By Jerry Lindquist, Grazing Educator
Improving pastures with late winter frost seedings of certain legumes and grasses can be successful. If the planning and preparation is not started until seeding time however the odds of success may be diminished.
Frost seeding of clovers, birdsfoot trefoils and some grasses such as annual and perennial ryegrass can be a very economical way to improve pasture forage growth and nutritional quality. Frost seeding is usually performed in late winter typically 40-50 days before grass growth begins in the spring.
Frost seeding works best on clay and loam soils that experience soil movement with the freezing and thawing action that takes place that time of year. Part of the popularity of frost seeding is its ease of implementation and low cost. Growers have to simply buy the seed, broadcast the seed and watch it grow. There is no spraying, tillage, stone picking, nor loss of grazing for a summer that comes with re-seeding a new pasture. And in many cases the end result can be almost as good as a new seeding.

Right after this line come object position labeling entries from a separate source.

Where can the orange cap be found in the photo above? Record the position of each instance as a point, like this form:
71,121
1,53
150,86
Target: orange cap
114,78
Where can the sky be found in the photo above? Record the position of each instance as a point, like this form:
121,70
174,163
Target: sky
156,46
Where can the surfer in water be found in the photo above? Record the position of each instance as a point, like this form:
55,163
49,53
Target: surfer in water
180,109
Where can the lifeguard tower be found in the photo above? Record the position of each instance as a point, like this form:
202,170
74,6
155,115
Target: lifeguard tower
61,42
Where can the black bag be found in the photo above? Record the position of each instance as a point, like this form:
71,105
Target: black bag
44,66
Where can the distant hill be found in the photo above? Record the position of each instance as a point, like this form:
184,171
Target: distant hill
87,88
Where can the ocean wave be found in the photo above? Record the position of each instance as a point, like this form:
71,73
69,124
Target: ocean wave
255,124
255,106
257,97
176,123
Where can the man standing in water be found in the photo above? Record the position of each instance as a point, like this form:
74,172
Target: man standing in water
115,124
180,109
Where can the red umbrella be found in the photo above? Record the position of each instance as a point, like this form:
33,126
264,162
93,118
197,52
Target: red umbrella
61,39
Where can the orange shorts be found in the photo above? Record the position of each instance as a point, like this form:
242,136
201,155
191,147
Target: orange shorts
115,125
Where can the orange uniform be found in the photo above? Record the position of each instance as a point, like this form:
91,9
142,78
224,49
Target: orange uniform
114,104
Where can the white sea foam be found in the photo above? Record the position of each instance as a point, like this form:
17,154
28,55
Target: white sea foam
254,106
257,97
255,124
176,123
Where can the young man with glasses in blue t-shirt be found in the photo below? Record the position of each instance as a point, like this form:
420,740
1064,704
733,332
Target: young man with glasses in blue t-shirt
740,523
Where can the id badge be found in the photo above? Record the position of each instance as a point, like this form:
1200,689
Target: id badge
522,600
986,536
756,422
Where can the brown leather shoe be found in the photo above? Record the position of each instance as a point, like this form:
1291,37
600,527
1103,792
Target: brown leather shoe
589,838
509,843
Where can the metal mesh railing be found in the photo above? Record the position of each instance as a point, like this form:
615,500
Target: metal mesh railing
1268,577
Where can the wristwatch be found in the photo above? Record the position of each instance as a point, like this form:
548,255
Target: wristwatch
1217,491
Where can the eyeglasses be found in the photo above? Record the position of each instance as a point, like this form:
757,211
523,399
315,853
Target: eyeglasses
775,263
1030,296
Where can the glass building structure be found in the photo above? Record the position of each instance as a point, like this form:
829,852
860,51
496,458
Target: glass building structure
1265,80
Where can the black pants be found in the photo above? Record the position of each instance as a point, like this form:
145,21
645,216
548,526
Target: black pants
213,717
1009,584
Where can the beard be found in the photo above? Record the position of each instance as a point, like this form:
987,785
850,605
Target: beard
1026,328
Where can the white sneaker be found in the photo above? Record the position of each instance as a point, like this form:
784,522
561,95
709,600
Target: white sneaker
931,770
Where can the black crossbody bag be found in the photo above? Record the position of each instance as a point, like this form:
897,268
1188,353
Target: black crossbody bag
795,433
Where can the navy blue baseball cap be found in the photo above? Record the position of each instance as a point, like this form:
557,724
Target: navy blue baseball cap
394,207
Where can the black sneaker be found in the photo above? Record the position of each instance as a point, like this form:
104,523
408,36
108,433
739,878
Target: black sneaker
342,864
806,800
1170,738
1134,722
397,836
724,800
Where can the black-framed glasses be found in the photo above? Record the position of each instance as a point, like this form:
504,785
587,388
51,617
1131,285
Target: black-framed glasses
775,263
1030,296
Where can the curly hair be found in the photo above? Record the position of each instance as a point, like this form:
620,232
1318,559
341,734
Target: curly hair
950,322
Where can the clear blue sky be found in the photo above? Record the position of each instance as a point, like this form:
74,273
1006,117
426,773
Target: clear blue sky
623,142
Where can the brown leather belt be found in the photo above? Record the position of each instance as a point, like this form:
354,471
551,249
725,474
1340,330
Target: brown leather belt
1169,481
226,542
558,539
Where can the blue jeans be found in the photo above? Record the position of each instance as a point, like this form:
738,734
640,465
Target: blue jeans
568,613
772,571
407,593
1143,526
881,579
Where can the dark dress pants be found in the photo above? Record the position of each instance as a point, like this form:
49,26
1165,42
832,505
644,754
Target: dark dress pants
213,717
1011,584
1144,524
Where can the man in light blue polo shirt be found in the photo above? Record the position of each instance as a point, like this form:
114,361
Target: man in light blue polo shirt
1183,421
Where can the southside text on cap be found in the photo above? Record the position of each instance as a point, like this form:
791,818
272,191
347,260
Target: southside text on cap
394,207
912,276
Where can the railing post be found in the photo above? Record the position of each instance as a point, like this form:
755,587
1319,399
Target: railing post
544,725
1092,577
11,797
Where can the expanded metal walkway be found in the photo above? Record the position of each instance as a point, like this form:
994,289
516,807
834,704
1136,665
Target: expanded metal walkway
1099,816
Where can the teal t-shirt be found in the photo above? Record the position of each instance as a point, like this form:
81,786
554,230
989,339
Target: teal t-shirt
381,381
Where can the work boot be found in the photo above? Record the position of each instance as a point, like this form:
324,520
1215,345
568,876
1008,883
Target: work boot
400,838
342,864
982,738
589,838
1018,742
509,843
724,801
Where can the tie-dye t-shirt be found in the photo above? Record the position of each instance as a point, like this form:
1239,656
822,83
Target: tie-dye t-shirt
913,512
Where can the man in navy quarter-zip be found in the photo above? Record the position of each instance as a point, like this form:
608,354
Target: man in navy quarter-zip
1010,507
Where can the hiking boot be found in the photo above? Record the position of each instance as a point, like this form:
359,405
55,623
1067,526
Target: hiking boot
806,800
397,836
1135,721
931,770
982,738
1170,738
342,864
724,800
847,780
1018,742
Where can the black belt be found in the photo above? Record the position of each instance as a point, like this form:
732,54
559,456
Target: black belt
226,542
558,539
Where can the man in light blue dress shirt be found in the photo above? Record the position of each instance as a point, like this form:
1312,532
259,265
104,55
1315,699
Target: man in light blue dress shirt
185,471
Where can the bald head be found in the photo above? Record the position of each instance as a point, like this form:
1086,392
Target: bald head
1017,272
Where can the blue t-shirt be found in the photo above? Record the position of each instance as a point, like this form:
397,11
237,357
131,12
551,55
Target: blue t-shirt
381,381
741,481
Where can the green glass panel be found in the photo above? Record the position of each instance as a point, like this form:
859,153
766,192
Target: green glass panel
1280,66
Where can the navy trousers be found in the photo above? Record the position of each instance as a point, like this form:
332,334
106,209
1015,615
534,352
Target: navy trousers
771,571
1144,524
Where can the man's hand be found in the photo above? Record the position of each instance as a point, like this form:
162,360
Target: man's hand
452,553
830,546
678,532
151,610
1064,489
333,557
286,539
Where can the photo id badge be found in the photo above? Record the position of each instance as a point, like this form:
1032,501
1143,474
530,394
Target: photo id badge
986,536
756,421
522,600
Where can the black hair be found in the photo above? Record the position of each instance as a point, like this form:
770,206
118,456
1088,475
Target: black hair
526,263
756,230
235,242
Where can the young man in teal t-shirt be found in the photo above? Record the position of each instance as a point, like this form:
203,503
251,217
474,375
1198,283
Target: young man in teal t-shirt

The common practice is to add a red or white clover seeding to a pasture when the legume percentage in the pasture is less than 40%. The existing grass pasture is not tilled or sprayed, just the clover seed is broadcast over top with the hope that the clover seedlings will compete and grow with the grass in the summer. Even thin stands of grass can be very competitive in the spring of the year. These existing grasses can out-compete the new seedlings for moisture, especially during a dry period in the spring, and the frost seeding may fail.
To give the frost-seeded plants a better chance in the spring, over-grazing the grass stand in the fall is advised. When frost seeds are planned, it is the one time that Michigan State University Extension forage educators will advise you to weaken, or hurt the pasture stand in the fall before seeding.
Over-grazing does two things to help the success of the frost seeding. First it reduces the root food reserves of the pasture stand that will cause the grasses to be less aggressive in the spring. Secondly, by taking the grasses right down to 2 inches of stubble in late fall, it removes the thatch layer on the soil surface, exposing more soil, which will lead to better soil-to-seed contact in the spring.
Erosion is a slight risk as a result of this practice but the live roots and stubble remain in place preventing the risk of serious erosion. The set back of the stand is only temporary in the spring and the grasses will recover as the frost seeded plants start filling in by June. The benefit of letting the grazing animal be the plant retardant vs. tillage and/or herbicide is quickly realized as pasture grazing does not skip a beat in the spring. The additional stand diversity that the new plants provide will benefit the grazing herd, beneficial insects and soil microorganisms in the pasture environment as well.
Frost seedings are beneficial when they work. To shift the odds of success more in your favor, weaken the pasture stands this fall that you are planning to frost seed.